Through what are now four wildly successful movies, The Purge franchise has been plugged into the raw anger being felt in this country like nothing else before it. There's no coincidence that the previous film, The Purge: Election Year, dropped in 2016 during the most "deplorable" political campaign ever. Its premise of an annual event in which all violent crime is legal for 12 hours highlighting the split between the defenseless poor and the bloodthirsty one percent who both created the Purge and use it to advance their agenda. And now we have The First Purge, which takes us back to the night of murder's origins, and the biggest surprise isn't how the Purge was started, it's how the first one ends.

Franchise writer/director James DeMonaco handles scripting duties only this time, passing the directorial reins over to Gerard McMurray (Burning Sands), but you'll never know the difference. Dumpster fires still litter every street corner while masked killers stalk their prey, while rich white politicians in ivory towers plot the downfall of the less fortunate. As these movies have become scarily timely, DeMonaco's digs at our so-called democracy have become more overt. The marketing campaign for The First Purge featured prominently a red "MAGA" style Trump hat, and depending on who you ask these movies are the current Presidential administration cranked up to 11. In a sense they could be seen as a warning of what could happen if the most extreme, hardline strain of conservatism is ever allowed to go unchecked. There's undoubtedly an audience out there who see The Purge as the one good idea ever to come from Hollywood. They probably won't like the most blatant shot taken at Trump, a "Grab 'em by the pussy" moment that had the crowd howling.

No matter where you fall on the ideological spectrum, The First Purge will scratch your itch for politically-charged ultra-violence. The least complex and thus least creative film in the franchise since its debut, the inaugural Purge rolls out almost exactly as one might expect. With the economy in a shambles and crime at an all-time high, a third political party known as the New Founding Fathers of America (NFFA)  get elected into office with the support of the NRA and other shadowy organizations. Newly-elected President Bracken, with the help of psychologist Dr. May Updale (Marisa Tomei, Aunt May created the Purge!!!?), decide Staten Island is the perfect test vehicle for the first Purge, taking advantage of the poor by paying residents to stay in town through the evening's killings. Or in other cases, paying residents to go out and do the dirty deeds themselves.
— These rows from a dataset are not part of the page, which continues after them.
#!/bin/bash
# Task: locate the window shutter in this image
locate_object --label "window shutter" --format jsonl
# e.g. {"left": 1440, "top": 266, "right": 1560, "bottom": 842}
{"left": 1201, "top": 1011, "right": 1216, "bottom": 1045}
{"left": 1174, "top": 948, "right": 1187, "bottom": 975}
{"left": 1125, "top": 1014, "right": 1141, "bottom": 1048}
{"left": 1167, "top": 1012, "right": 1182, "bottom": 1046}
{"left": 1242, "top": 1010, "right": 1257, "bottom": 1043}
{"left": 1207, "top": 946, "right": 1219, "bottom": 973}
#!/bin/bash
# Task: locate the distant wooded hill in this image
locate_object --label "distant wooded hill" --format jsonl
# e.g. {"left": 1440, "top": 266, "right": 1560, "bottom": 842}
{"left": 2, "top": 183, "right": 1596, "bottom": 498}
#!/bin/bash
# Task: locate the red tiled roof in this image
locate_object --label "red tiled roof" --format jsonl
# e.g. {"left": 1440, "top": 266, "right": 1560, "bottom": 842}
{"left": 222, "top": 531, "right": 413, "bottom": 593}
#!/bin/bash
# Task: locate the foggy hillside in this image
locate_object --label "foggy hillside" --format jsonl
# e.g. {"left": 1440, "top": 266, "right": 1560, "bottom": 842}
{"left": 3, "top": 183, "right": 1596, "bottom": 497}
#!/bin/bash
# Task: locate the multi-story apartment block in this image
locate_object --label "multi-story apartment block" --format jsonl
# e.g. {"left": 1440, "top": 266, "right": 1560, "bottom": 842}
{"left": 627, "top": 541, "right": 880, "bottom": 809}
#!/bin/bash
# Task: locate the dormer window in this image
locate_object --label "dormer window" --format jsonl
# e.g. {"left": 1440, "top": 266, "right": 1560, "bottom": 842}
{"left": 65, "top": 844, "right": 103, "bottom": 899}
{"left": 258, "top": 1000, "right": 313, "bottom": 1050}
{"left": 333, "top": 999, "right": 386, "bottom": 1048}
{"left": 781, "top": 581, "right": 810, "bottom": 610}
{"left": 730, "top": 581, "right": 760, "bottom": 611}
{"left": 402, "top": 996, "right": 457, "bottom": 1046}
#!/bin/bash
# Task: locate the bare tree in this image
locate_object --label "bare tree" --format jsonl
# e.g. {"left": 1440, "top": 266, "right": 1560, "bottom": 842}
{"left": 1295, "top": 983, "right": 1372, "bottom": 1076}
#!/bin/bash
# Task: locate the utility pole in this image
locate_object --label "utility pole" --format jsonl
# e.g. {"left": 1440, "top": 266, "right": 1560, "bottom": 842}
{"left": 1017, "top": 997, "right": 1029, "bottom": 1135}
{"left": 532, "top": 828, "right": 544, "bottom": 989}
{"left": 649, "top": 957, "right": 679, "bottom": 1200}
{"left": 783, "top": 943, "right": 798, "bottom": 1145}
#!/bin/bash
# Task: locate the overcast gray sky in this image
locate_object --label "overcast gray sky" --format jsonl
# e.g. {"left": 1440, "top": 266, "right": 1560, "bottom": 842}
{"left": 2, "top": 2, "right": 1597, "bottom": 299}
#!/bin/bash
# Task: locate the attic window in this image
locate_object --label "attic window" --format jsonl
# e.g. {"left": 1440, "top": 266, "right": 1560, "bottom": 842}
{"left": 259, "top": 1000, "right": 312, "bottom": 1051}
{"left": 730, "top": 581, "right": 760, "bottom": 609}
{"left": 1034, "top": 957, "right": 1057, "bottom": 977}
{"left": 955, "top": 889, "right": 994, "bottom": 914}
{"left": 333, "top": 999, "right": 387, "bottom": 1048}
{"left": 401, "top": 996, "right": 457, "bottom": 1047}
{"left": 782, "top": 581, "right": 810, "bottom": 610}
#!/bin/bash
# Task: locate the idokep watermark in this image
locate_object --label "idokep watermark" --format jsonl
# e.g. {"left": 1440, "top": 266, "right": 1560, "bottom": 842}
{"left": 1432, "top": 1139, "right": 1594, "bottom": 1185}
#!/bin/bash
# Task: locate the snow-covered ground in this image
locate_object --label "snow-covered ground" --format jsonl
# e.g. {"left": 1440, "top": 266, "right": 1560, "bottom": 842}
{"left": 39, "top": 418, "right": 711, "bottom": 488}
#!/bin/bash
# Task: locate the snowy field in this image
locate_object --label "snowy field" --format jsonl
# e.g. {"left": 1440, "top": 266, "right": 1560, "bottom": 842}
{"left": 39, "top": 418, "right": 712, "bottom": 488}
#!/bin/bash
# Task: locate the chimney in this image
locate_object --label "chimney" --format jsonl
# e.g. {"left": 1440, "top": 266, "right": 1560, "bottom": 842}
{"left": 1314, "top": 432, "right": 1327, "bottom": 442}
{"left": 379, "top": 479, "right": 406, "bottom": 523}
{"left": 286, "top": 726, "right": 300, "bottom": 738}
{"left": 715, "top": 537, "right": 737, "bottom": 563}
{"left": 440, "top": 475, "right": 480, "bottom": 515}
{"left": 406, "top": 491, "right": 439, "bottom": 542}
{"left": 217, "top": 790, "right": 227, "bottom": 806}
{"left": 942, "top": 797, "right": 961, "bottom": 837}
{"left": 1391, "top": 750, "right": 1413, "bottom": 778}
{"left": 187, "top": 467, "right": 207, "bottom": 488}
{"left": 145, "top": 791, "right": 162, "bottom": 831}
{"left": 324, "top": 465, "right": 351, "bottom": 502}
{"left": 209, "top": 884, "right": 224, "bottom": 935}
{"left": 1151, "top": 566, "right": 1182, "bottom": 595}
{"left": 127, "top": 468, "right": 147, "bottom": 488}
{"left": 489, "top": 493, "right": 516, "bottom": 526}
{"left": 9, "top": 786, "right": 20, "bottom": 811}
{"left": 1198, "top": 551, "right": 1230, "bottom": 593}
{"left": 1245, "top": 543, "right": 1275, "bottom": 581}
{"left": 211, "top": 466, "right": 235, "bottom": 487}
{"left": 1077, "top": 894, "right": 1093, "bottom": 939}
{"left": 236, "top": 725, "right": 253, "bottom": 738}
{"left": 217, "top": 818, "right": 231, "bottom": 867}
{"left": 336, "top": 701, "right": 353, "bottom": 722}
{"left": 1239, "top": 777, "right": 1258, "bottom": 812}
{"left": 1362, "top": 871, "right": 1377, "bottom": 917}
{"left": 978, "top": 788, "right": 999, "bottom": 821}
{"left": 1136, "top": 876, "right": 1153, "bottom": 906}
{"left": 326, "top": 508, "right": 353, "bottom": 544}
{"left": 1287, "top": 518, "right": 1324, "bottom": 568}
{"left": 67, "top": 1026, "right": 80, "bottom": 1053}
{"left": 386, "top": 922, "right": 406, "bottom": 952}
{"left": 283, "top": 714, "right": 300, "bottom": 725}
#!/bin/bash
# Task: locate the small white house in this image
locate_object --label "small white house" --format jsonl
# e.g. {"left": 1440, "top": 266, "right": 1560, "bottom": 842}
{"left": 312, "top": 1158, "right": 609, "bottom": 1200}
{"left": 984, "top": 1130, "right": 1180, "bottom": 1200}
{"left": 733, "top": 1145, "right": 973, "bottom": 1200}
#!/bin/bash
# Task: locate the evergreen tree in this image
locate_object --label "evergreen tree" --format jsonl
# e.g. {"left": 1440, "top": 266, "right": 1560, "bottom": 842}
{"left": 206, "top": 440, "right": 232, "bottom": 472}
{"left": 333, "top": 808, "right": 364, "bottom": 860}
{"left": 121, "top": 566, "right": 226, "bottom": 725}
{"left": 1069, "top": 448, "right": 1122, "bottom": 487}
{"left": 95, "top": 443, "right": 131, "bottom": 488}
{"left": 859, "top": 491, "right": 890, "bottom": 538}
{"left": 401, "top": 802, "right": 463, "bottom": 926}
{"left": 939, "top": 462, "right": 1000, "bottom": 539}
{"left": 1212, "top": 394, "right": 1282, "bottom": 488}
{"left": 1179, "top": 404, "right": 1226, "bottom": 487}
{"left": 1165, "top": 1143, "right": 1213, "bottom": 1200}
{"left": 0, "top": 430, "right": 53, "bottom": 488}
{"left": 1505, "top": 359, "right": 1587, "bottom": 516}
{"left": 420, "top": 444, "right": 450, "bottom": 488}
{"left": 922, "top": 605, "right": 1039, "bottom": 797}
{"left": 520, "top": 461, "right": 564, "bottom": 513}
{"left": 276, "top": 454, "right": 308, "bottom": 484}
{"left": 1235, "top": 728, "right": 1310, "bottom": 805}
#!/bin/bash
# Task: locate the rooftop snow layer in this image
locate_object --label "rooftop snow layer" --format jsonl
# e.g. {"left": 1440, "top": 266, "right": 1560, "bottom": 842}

The city's residents rise up in opposition once the government starts taking steps to escalate the body count. There's local drug kingpin Dmitri (Insecure's Y'lan Noel) who is forced to reconcile his criminal activities with the love he has for his 'hood and the people in it, like Nya (Lex Scott Davis), his ex who has always stayed on the straight and narrow path. She fights to protect her brother Isaiah (Joivan Wade), who may be following too closely in Dmitri's footsteps. All of that gets pushed aside when there are roving packs of KKK members with military grade weapons, and entire squads dressed like members of Hitler's S.S.

The First Purge feels all too familiar until the final act when suddenly it starts to resemble an old school Blaxploitation flick. This gangbangers vs. Nazis riff is when DeMonaco is most inspired, and Noel does his best Wesley Snipes impression. There's something about a badass black action hero cutting a path through a bunch of Nazi assholes. It's a genius move both as a statement against those who foment the kind of racist hatred that gave birth to the Purge, but also just as a tonal change of pace for the franchise which could go on forever, shifting as the political winds so often do. It's funny to think back to how different these movies felt five years ago in the time of hope and change. And now they are the eerie reflection in a mirror. With a new TV series coming up this fall, it's a reflection we may be forced to look at a lot more, at least until DeMonaco gives us the inevitable Final Purge.